Wednesday, October 03, 2007
Although Fall is officially here, it is still very much summer in the Ozarks. The last flowers of summer are putting on a dazzling display, mostly yellow but also some purple asters and white flowers as well. It’s still very noisy: The crickets, grasshoppers, and the other singing insects are still serenading us throughout the day and night; I even heard a cicada yesterday, this late in the year. And the attraction to moths of the light streaming from the bedroom window at night has also attracted a large, pale brown spider to build its web right in front of the bedroom window just about every night. It is a perfect spot, and the spider has been quite successful. As the phrase goes, “location is everything.” R went out on the deck last night to look at it while I was in the shower and pretty soon he was in the bathroom with me washing his hands. His response when I stuck my head around the shower curtain: “I put my hand on the door when I went out and touched a slug” (been there, done that; slug slime is very hard to wash off, take my word for it). The other night we were outside at 10 p.m. looking at two of the same type of spider. They were building webs in front of house. At night, I have to bring in the lard mixture I feed the birds because the raccoons get it and I noticed them when I went out.

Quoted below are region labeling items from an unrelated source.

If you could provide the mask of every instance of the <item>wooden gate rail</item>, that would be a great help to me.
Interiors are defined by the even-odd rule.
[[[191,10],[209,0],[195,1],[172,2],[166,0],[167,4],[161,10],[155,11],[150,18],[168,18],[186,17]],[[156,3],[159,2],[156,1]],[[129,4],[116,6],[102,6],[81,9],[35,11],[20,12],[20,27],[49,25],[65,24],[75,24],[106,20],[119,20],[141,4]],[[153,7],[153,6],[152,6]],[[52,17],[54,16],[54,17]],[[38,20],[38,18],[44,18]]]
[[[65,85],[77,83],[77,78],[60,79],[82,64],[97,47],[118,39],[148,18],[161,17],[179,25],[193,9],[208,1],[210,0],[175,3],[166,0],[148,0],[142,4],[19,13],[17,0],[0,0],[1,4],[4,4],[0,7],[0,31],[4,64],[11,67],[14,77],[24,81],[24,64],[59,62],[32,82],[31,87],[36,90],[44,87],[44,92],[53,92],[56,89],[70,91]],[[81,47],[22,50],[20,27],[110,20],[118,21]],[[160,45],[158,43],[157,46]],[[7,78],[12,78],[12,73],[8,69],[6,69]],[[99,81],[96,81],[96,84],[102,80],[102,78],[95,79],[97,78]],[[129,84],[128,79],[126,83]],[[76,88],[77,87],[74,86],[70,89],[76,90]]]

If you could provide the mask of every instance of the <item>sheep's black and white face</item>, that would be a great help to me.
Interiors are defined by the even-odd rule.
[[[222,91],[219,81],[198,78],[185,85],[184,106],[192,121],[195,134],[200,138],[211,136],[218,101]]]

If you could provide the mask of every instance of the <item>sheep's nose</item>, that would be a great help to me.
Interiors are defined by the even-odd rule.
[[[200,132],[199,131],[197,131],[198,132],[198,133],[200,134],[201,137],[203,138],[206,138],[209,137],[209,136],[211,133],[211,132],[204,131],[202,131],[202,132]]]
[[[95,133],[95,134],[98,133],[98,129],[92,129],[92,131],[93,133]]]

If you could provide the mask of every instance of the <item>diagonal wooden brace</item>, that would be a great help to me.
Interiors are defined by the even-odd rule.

One was right in front of the maple tree where I hang the lard mixture and the other was right across the driveway near the walnut tree. R remarked that I would have an obstacle course in the morning, but I reminded him that it wasn’t likely to happen – these spiders only build at night, and then they take the web down while it is still dark out, so that by morning there is nothing to show that a spider was ever there. Soon this amusement will be gone: the first frost isn’t far off. The moths will quit flying to the light, and whatever happens to the spiders in the winter will happen, and the crickets will quit singing, and the silence of winter will settle over the land.